Title: The Complexity of Relational Queries over Extractions from Text
Authors: Liat Peterfreund
Supervisors: Benny Kimelfeld
Abstract: Large amounts of textual data with high potential value are prevalent nowadays. Incorporating textual data within traditional database systems usually consists of two stages (a) extracting relations from the text using primitive extractors and (b) manipulating the extracted relations with relational algebra operations. Document spanners is a formal framework proposed by Fagin, Kimelfeld, Reiss, and Vansummeren, that captures the relational philosophy of commercial database systems for text analytics.
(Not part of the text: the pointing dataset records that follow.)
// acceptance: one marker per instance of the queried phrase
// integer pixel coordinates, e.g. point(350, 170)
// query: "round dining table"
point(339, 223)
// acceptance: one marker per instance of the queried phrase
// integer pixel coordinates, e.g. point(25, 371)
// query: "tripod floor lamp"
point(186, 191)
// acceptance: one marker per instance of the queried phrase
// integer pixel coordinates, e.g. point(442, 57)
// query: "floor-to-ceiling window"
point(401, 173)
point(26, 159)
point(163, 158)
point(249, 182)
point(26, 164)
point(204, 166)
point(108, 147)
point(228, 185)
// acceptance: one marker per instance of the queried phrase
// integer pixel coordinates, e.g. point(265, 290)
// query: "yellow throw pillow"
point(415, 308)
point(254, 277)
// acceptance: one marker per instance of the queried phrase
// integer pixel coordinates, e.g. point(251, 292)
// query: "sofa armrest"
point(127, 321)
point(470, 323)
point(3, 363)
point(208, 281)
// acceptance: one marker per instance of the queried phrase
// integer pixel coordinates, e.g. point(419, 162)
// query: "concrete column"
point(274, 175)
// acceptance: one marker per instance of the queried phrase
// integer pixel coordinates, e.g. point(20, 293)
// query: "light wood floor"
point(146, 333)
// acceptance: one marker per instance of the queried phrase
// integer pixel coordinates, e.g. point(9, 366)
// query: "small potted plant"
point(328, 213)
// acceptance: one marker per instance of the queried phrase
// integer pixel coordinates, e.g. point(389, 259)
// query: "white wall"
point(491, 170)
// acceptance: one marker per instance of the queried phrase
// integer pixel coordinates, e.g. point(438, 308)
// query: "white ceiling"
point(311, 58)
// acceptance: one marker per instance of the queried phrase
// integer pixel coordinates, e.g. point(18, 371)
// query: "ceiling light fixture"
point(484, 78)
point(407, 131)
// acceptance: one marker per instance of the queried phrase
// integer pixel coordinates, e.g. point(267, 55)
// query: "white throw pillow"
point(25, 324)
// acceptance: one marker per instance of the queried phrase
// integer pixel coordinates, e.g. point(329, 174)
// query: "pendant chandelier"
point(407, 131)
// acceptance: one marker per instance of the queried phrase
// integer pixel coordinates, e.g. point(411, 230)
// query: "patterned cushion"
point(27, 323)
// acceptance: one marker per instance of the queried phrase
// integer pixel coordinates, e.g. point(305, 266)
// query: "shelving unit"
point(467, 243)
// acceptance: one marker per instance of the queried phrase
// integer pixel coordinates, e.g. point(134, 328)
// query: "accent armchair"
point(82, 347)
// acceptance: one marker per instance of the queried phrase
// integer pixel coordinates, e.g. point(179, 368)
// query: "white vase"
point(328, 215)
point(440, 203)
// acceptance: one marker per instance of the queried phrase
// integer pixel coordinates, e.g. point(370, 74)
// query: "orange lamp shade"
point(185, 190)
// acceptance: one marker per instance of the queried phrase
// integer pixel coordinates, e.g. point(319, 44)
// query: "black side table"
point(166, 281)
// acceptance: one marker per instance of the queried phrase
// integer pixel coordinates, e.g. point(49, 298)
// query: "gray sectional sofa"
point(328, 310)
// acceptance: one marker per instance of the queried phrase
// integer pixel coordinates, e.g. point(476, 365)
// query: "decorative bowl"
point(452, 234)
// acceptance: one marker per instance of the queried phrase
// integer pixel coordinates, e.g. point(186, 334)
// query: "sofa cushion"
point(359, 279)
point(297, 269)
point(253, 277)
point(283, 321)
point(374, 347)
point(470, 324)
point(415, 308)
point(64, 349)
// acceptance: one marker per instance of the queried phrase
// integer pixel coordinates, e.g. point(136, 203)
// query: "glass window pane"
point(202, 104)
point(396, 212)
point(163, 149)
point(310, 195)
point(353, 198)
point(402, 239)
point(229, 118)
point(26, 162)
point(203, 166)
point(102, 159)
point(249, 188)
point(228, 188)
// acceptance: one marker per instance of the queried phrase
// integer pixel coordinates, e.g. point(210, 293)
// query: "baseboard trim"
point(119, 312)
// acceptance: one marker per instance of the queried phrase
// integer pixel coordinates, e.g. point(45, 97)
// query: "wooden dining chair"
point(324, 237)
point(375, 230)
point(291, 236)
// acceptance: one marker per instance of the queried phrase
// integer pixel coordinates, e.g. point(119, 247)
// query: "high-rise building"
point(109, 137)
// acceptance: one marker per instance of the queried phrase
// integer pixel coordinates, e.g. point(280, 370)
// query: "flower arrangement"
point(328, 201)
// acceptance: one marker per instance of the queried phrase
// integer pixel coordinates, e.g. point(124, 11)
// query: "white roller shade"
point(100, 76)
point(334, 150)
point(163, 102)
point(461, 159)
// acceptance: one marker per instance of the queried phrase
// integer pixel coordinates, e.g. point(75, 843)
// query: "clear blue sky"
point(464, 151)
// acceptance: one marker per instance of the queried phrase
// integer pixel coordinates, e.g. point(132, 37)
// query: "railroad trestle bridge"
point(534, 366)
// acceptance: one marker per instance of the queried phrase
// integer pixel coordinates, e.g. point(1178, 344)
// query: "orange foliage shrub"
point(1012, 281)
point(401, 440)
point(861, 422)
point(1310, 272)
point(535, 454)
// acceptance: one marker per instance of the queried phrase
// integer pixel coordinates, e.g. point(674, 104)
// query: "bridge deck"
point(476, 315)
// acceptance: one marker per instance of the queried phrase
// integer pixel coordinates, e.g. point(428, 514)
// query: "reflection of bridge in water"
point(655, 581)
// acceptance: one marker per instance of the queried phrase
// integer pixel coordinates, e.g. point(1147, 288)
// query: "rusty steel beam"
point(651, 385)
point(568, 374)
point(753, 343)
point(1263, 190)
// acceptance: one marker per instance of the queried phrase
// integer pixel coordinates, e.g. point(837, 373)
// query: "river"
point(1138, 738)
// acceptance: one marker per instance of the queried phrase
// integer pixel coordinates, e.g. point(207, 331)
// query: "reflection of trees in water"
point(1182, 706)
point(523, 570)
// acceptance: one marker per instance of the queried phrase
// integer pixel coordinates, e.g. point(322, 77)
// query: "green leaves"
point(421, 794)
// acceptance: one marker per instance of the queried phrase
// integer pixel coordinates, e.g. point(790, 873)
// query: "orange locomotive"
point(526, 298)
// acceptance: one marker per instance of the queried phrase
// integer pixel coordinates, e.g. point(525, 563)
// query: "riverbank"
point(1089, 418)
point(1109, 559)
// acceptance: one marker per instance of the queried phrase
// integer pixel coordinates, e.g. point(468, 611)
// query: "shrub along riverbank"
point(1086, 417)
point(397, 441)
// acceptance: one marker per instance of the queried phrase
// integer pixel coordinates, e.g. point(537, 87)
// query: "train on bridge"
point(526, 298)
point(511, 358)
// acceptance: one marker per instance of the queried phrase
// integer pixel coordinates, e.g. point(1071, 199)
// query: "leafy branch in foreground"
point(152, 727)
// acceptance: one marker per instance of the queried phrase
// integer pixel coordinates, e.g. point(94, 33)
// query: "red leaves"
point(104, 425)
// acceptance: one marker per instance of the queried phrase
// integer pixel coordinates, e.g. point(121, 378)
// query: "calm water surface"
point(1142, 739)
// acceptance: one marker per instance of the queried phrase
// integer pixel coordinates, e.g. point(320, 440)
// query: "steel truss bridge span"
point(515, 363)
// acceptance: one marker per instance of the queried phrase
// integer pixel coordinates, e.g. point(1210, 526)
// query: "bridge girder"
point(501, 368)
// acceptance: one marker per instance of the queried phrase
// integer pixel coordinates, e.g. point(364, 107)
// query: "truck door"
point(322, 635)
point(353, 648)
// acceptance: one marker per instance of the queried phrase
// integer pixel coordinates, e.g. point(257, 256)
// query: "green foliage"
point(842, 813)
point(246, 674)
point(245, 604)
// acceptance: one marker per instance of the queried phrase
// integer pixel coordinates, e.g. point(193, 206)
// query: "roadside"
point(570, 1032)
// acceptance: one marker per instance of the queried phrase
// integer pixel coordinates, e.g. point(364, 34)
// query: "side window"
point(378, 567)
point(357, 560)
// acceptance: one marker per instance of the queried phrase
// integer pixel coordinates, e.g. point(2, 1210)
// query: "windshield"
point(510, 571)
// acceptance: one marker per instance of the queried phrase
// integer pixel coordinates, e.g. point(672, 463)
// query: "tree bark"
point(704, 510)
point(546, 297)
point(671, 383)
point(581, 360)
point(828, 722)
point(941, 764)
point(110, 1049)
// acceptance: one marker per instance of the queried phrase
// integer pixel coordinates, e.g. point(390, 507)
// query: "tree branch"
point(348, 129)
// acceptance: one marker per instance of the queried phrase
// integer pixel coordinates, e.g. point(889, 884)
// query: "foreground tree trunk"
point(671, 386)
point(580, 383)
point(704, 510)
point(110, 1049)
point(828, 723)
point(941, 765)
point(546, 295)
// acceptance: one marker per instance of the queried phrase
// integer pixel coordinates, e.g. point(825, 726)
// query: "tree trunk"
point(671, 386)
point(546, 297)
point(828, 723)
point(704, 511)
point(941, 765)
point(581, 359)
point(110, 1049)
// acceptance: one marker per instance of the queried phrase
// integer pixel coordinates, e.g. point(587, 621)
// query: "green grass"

A document spanner (or spanner, for short) is a function that maps a string (document) into a relation over spans which are interval positions of the string. Evaluating spanners is a computational problem that involves both the atomic extractors, the relational algebra expression, and the document. We investigate the complexity of this problem from various angles, each regarding some components as fixed and regarding the rest as input. We focus on regular atomic extractor specified by means of either regular expressions or finite state automata. We present lower bounds and devise different restrictions and approaches to establish efficient upper bounds. We study the expressive power of spanners that involve recursion and the implications of extensions that support partial extractions in the flavor of SPARQL.